The domain of application of this project is in bio-mathematics and the overall project is supervised by the bio-mathematics department of Imperial College, London. The objective is to infer the posterior distributionof phylogenetic trees based on single-cell sequencing data. Among other methods, Bayesian inference will be used to infer parameter values with respect to the nucleotide substitution models, the tree topologies, thebranch lengths.It has now been proven in many studies that DNA mutations and mtDNA heteroplasmies are linked to genetic defects of various diseases. Single-cell omic-technologies have also been developed in the past fewyears that allow manipulation and analysis of larger datasets of DNA sequences [5]. Raw data in our project will be single-cell (sc) sequencing data (e.g. DNA, mRNA, mitochondrial DNA : : :). An ability to infer theevolution of genes based on these observed single-cell sequences can drastically affect our understanding of somatic-DNA diseases, and eventually contribute to put in place targeted therapies.
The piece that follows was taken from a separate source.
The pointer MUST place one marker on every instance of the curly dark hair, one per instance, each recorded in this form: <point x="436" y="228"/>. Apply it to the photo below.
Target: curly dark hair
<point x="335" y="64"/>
Therefore the impactof such work can then be seen on the whole chain from disease prevention to individual cure.References[1] Joseph H Camin and Robert R Sokal. "A method for deducing branching sequences in phylogeny". In:Evolution (1965), pp. 311-326.[2] Luigi Luca Cavalli-Sforza, Italo Barrai, and Anthony WF Edwards. "Analysis of human evolution underrandom genetic drift". In: Cold Spring Harbor symposia on quantitative biology. Vol. 29. Cold SpringHarbor Laboratory Press. 1964, pp. 9-20.[3] Alexei J Drummond and Andrew Rambaut. "BEAST: Bayesian evolutionary analysis by sampling trees".In: BMC evolutionary biology 7.1 (2007), pp. 1-8.[4] Joseph Felsenstein. "Evolutionary trees from gene frequencies and quantitative characters: finding maximumlikelihood estimates". In: Evolution (1981), pp. 1229-1242.[5] Jeongwoo Lee, Daehee Hwang, et al. "Single-cell multiomics: technologies and data analysis methods".In: Experimental & Molecular Medicine 52.9 (2020), pp. 1428-1442.3

该项目的应用领域是在生物学上，整个项目由伦敦帝国学院的生物数学系监督。目的是根据单细胞测序数据来推断系统发育树的后验分布。除其他方法外，贝叶斯推论将用于推断有关核苷酸替代模型的参数值，树拓扑，分支长度。现在在许多研究中已证明了DNA突变和mtDNA异质体与各种疾病的遗传缺陷有关。在过去的几年中，也已经开发了单细胞的奥元技术，可以操纵和分析较大的DNA序列数据集[5]。我们项目中的原始数据将是单细胞（SC）测序数据（例如DNA，mRNA，线粒体DNA ：：： :)。基于这些观察到的单细胞序列推断基因进化的能力可以极大地影响我们对体细胞-DNA疾病的理解，并最终有助于实现目标疗法。因此，从疾病预防到各个治疗的整个链中，就可以看到这种工作的影响。 “一种推论系统发育中的分支序列的方法”。在：Evolution（1965），第311-326页。[2] Luigi Luca Cavalli-Sforza，Italo Barrai和Anthony WF Edwards。 “人类进化底层遗传漂移的分析”。在：关于定量生物学的冷泉港研讨会。卷。 29。冷弹簧实验室出版社。 1964年，第9-20页。[3] Alexei J Drummond和Andrew Rambaut。 “野兽：通过取样树的贝叶斯进化分析”。约瑟夫·菲尔森斯坦（Joseph Felsenstein）。 “来自基因频率和定量特征的进化树：找到最大的估计估计值”。在：Evolution（1981），第1229-1242页。[5] Jeongwoo Lee，Daehee Hwang等。 “单细胞多组学：技术和数据分析方法”。